The majority of metazoans will likely be insects.
Wilson EO. 1987. The Little Things That Run the World (The Importance and Conservation of Invertebrates). Conservation Biology. 1(4): 344-346.
The problem is, sequences are just code. Once we obtain all this code, what does it mean? Annotations have to be assigned.
Most of what we know about molecular mechanisms of cellular processes is based on experimental evidence. How can we reliably connect experimental evidence with sequence annotations in an automated high-throughput way for data from nonmodel organisms? Mouse and human systems are relatively well-studied on an experimental level. But for new organisms whose physiology we know relatively little about, how reliable is it to annotate a new genome with protein function data from distantly-related species? There are often small changes in protein’s primary structure from one species to another. For example, connexins (below):
How distant is too distant? Even if there is complimentary proteomic data to the nucleic acid data from the same species, it will not always match up. When is it acceptable to use experimental evidence from distantly-related species to predict function at another species level?
I want to understand more about the evolutionary relationships among all of the protein and nucleic acid sequencing data.
I need to understand more about position scoring matrices to identify sensitive protein homologies between data sets.

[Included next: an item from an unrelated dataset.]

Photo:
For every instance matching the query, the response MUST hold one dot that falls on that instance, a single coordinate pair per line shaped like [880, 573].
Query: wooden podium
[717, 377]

Hidden Markov model-based software HMMER (Eddy 2011) and existing hand-curated protein databases such as PROSITE (Sigrist et al. 2012), Pfam A and B (Finn et al. 2014) and ProDom (Servant et al. 2002). Also, phastCons:
Siepel A and Haussler D (2005). Phylogenetic hidden Markov models. In R. Nielsen, ed., Statistical Methods in Molecular Evolution, pp. 325-351, Springer, New York.
Siepel, A., Bejerano, G., Pedersen, J.S., Hinrichs, A., Hou, M., Rosenbloom, K., Clawson, H., Spieth, J., Hillier, L.W., Richards, S., Weinstock, G.M., Wilson, R. K., Gibbs, R.A., Kent, W.J., Miller, W., and Haussler, D. Evolutionarily conserved elements in vertebrate, insect, worm, and yeast genomes. Genome Res. 15, 1034-1050 (2005).

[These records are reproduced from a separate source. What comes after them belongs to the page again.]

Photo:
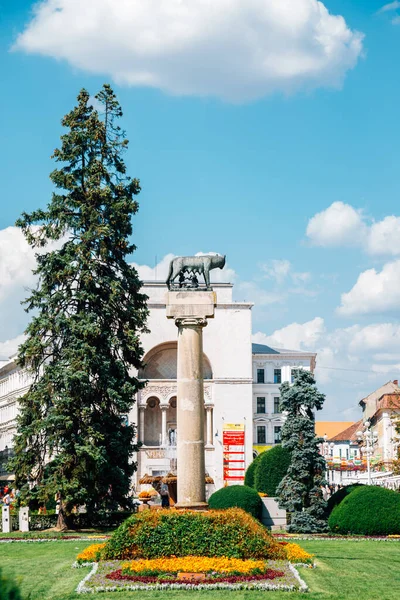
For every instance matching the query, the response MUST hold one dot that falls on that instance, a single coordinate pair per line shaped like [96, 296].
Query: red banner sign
[233, 439]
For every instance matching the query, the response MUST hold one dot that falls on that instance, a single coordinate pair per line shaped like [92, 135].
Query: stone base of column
[191, 506]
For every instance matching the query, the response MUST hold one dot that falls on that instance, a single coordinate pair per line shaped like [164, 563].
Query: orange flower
[90, 554]
[194, 564]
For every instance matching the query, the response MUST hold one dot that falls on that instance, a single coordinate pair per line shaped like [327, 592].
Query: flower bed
[108, 576]
[90, 554]
[193, 564]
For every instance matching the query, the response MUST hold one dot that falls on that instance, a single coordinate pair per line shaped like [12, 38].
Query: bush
[271, 469]
[249, 478]
[368, 510]
[240, 496]
[154, 534]
[338, 496]
[8, 589]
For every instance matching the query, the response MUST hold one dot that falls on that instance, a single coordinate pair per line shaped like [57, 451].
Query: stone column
[6, 522]
[141, 423]
[164, 408]
[209, 442]
[190, 310]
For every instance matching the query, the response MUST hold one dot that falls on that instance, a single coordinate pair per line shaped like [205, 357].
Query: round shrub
[8, 589]
[249, 477]
[338, 496]
[154, 534]
[368, 510]
[241, 496]
[271, 469]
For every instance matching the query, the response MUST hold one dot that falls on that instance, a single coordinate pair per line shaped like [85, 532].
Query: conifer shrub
[340, 495]
[271, 469]
[240, 496]
[153, 534]
[249, 477]
[8, 589]
[368, 510]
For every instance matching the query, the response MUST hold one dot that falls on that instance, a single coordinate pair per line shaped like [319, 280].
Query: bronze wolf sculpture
[194, 264]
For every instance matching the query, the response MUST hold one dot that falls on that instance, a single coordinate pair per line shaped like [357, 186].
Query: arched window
[161, 363]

And then of course understand more about proteins themselves. For nonmodel species annotations, there seems to be a disconnect between: 1.) experimental evidence for molecular structures and functions and 2.) the sequences that encode for these.
With the extreme contrast between my research interests in bioinformatics and my physiology core courses at UC Davis, I’ve found it necessary to remind myself of why I’m motivated to study the fundamental basics of physiology.